Nun soll neu in der Stadt Bern die Kultur- und Kreativwirtschaft gefördert werden. Der Begriff «Kreativwirtschaft» ist etwa so alt wie Martis Text. Man versteht darunter Personen und Betriebe, die sich mit der Schaffung, Verteilung und medialen Verbreitung kultureller bzw. kreativer Güter und Dienstleistungen befassen. Der Verband Kreativwirtschaft Schweiz zählt 483 000 Kreativschaffende und 71 000 Betriebe (Musik, Buch, visuelle Kunst, Film, Rundfunk, darstellende Künste, Kunsthandwerk und Design, Architektur, Werbung, Games, Presse, Phono), die 22 Milliarden Wertschöpfung erarbeiten, rund 4 Prozent des Bruttoinlandprodukts.
Zu den darstellenden Künsten gehören, um ein Beispiel zu nennen, das Opernhaus Zürich mit mehr als 80 Millionen Jahressubvention so gut wie ein gänzlich unsubventioniertes Tanzensemble am freien Markt. Und unter «Presse» figuriert die TX Group, die eben «Bund» und «Berner Zeitung» zusammenlegt, ebenso wie ein lokales Onlinemagazin. Auffällig: Zur Kreativwirtschaft gehören sich selbst finanzierende Tätigkeiten wie Architektur oder Werbung und auf staatliche Unterstützung angewiesene Bereiche wie Musik (in allen Stilrichtungen und Kommerzschattierungen) oder Tanz.
Was also ist in dieser kreativen und wirtschaftlichen Vielfalt die Kulturwirtschaft? Die vom Staat unabhängige Wirtschaft? Die vom Staat subventionierte Wirtschaft? Und woran misst sich Kreativität, die diese Wirtschaft prägt – an besonders neuen, nachhaltigen, nützlichen Leistungen und Produkten? Oder ist das, was sie schafft, einfach nicht oder noch nicht marktfähig und bedarf deshalb der Unterstützung?

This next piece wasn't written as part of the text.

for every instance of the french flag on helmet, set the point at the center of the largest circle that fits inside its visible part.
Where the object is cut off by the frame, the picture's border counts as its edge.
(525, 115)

Unterstützung verdient für mich jede wirtschaftliche Tätigkeit, die gesellschaftlich unabdingbare und nützliche Leistungen erbringt und Produkte erzeugt. Das gilt für eine Theateraufführung wie für die Erfindung des Dampfkochtopfs. Für den Schreiner, der ein Büchergestell liebevoll exakt einpasst, wie für die Designerin eines Stuhls. Für die Metallbauer eines Wanderstegs wie für die Bühnenbildnerin am Theater. Wir sind als Gesellschaft – in Martis Sinn «als Kultur» – auf alle sinnvollen Leistungen aller angewiesen. Da fragt man sich: Weshalb gibt es keine Unterstützung und Auszeichnung für Kassiererinnen und Strassenarbeiter, selbstverständlich jedoch für Bucherstlinge? Hier müssen wir einmal gründlich über die Bücher. Um sicher zu sein, dass der Förderung des kreativen Schaffens kein «insgeheim elitärer Sinn» (Marti) anhaftet.